# Cancelling Gym Membership



## scaryeire1 (23 Apr 2009)

I joined a gym last June 08, I have missed 3 direct debit payments since then, I have cancelled my DD as im in money problems at the moment, do you know what can happen if I dont pay the amounts owed and just stop altogether?  I never go and last time I was there was October 08.

Any help?


----------



## Curious81 (23 Apr 2009)

As far as I know its very difficult to cancel a gym membership if you have signed a contract for one year, which seems to be the standard minimum contract duration for most of the bigger gyms anyway.

Check out this:
http://www.consumerconnect.ie/eng/Hot_Topics/Tip_Of_The_Week/Tips_Archive/Joining_a_gym.html


----------



## Towger (23 Apr 2009)

Nothing will happen, except you will get nasty letters. If you have ever used a credit card in the place, it is not unknown for them to try and use it's details to get the money. This is of course a breach of the Data Protection Acts, although they may claim the small print in their contract allows it.


----------



## scaryeire1 (23 Apr 2009)

Thanks for the replies guys, my biggest worry is that if I dont cancel with them directly and say it comes to next year, will they try and say I owe them up to that point for a year and half cause I didn't cancel?

I was going to send a registered post letter cancelling my membership.


----------



## Towger (23 Apr 2009)

scaryeire1 said:


> I was going to send a registered post letter cancelling my membership.


 
There is no harm in doing that anyway.
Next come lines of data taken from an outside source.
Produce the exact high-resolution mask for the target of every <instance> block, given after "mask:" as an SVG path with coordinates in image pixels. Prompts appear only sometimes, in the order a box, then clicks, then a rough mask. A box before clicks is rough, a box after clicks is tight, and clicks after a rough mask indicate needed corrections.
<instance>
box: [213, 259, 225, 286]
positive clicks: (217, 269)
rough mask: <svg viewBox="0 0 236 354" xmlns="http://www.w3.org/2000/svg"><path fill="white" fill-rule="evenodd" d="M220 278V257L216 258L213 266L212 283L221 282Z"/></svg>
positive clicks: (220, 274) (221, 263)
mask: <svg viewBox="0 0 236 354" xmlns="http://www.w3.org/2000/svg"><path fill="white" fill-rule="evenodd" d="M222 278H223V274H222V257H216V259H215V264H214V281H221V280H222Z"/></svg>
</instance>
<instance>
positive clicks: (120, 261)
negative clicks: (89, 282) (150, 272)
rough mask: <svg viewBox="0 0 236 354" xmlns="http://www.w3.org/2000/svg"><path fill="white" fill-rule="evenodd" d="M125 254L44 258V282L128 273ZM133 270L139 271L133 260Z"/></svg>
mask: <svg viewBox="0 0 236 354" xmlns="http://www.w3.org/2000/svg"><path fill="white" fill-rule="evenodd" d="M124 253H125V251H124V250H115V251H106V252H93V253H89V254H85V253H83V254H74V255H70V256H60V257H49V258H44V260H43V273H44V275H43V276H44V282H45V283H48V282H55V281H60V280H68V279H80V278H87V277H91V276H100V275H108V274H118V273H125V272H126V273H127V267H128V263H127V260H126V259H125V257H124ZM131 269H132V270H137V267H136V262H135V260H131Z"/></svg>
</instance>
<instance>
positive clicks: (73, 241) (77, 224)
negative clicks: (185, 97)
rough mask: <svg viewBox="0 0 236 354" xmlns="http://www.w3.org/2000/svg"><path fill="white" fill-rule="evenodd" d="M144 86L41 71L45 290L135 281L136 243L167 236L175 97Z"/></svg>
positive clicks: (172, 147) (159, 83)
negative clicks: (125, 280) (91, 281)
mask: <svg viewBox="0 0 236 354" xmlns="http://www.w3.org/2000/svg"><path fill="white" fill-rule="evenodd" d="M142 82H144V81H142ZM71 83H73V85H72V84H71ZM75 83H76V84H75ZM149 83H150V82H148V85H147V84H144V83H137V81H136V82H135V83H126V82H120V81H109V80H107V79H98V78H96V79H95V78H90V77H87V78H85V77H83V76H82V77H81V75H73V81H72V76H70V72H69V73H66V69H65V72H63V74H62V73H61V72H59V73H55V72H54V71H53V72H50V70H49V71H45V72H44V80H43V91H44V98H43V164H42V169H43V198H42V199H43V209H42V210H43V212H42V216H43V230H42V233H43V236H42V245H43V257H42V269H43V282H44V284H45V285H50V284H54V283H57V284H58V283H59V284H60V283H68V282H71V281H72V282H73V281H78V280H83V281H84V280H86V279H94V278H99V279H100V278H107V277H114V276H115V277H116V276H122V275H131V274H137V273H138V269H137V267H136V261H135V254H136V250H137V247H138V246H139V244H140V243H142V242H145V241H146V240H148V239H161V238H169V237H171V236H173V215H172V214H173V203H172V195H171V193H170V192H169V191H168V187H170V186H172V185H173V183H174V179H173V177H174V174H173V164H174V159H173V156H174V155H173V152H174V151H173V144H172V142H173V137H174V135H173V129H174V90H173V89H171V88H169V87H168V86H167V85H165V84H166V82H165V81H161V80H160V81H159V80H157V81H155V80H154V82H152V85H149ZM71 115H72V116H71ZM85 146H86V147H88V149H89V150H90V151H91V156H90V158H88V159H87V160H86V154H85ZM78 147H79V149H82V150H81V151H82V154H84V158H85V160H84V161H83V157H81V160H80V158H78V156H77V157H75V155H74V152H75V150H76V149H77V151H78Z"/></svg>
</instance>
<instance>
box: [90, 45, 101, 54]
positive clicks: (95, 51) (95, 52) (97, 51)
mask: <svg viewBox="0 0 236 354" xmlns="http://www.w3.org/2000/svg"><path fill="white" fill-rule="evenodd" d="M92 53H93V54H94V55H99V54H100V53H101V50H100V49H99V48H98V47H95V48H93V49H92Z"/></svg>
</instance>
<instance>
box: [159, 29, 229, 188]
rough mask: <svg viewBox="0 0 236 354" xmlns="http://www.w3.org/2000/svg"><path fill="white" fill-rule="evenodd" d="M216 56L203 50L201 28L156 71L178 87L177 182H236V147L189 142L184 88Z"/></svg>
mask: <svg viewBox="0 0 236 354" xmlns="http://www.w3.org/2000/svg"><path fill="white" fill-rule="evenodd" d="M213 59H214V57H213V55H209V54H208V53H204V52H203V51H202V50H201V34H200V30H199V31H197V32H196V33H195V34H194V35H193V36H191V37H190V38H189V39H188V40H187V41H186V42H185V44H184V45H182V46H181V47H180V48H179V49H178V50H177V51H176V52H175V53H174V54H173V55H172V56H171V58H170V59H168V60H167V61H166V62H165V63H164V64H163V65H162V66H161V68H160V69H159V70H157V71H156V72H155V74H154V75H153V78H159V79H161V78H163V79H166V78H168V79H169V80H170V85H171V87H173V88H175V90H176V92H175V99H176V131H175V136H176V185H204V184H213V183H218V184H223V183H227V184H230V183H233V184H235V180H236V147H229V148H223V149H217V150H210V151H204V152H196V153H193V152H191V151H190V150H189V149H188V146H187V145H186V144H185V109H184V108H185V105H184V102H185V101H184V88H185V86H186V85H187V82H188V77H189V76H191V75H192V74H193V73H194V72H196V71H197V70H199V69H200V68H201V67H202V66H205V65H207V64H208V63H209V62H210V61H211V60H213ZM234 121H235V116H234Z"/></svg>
Keep it short and too the point.


----------



## mcaul (23 Apr 2009)

I'd go the  heart strings route - tell them that you have been made redundant and that you are unable to meet your everyday outgoings and therefore regret that you must cancel all non necessary items including sky tv & membership to the gymnasium.

Inform them that you understand that it was a yearly contract but that due to your circumstances, can they please accept early cancellation as it would help greatly in current circumstances.

If they say no, then just ignore their letters, if by the really odd chance they do take you to court, show this letter and no judge in the country will award against you - their solicitors will have told them that in any case.

If its Jackie Skelly, they may not play ball, but most others will.


----------



## scaryeire1 (23 Apr 2009)

Thanks for all the responses guys, much appreciated.


----------